Para conseguir esse resultado, precisamos seguir a regra do copy-and-swap. Para isso, nós fazemos uma cópia da propriedade e fazemos a troca com o objeto atual. Por fim, destruímos qualquer variável temporária que for necessária para essa cópia. A função std::swap() é capaz de fazer a troca de 2 valores de forma eficiente.
class Matrix {
public:
...
void swap(Matrix& rhs) noexcept {
std::swap(m_rows, rhs.m_rows);
std::swap(m_columns, rhs.m_columns);
std::swap(m_cells, rhs.m_cells);
}
Matrix& operator=(const Matrix& rhs) { // copy-assignment
cout << "Copy-assignment Matrix " << rhs.m_rows << "x" << rhs.m_columns << endl;
if (this == &rhs) return *this;
Matrix temp {rhs}; // Copy-Constructor.
swap(temp);
return *this; // temp is automatically destroyed
}
...
};
int main() {
Matrix matrix {3, 4};
matrix.setValue(1, 1, 1);
Matrix matrixCopy {2, 2};
matrixCopy.setValue(1, 1, 2);
matrixCopy = matrix;
cout << "End program" << endl;
return 0;
}
----------Output-------------
Constructor Matrix 3x4
Constructor Matrix 2x2
Copy-assignment Matrix 3x4
Constructor Matrix 3x4
Copy-Constructor Matrix 3x4 // Copy-Constructor called to create temp
Destructor Matrix: Deallocate Matrix 2x2 // Destructor of temp
End program
Destructor Matrix: Deallocate Matrix 3x4 // Destructor of matrix
Destructor Matrix: Deallocate Matrix 3x4 // Destructor of matrixCopy
Conforme esperado, a matrix 2×2 foi desalocado da memória. Observe que o método swap é marcado como noexcept. Novamente, precisamos garantir que não ocorra uma exceção durante o swap. Se ocorrer, o programa deve ser encerrado, pois o objeto pode estar em um estado inconsistente. Observe que Matrix temp {rhs} também chama o copy constructor assim como o exemplo de printMatrix. Como temp nunca tinha sido construído antes, o programa chama o copy-contructor ao invés o copy-assignment.
Com a inclusão do copy-constructor, copy-assigment e destructor, nossa classe respeita a regra dos 3 e temos garantia que não haverá problemas de gerenciamente de memória na nossa Matrix, desde que, obviamente, usada corretamente.
Conclusão
Nesta primeira parte do tutorial, vimos a importância do gerenciamente corrento de memória com ponteiros e como a Regra dos 3 pode ajudar a evitar memory leak e segmentation fault.

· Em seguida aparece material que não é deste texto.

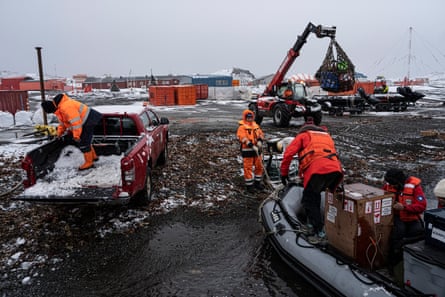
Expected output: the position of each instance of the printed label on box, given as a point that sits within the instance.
(368, 207)
(377, 205)
(331, 214)
(348, 205)
(377, 217)
(330, 198)
(386, 206)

Aprendemos a escrever um copy-constructor e um assignment constructor por meio de swap. Aprendemos também a diferença entre RValue e LValue.
Note que todos os exemplos com copy-constructor e copy-assignment que fizemos até aqui foram com LValue, pois todas as nossas variáveis (matrix e matrixCopy) eram nomeadas. Na parte 2, vamos ver a Regra dos 5, uma extensão da Regra dos 3 que permite tratar alguns outros casos de forma mais otimizada envolvendo copy e assignment com RValue.
Referências
- Gregoire, Marc. Professional C++. 5 Edição. Wrox
- Sehr, Viktor; Andrist Bjorn. C++ High Performance: Boost and optimize the performance of your C++17 code. Packt.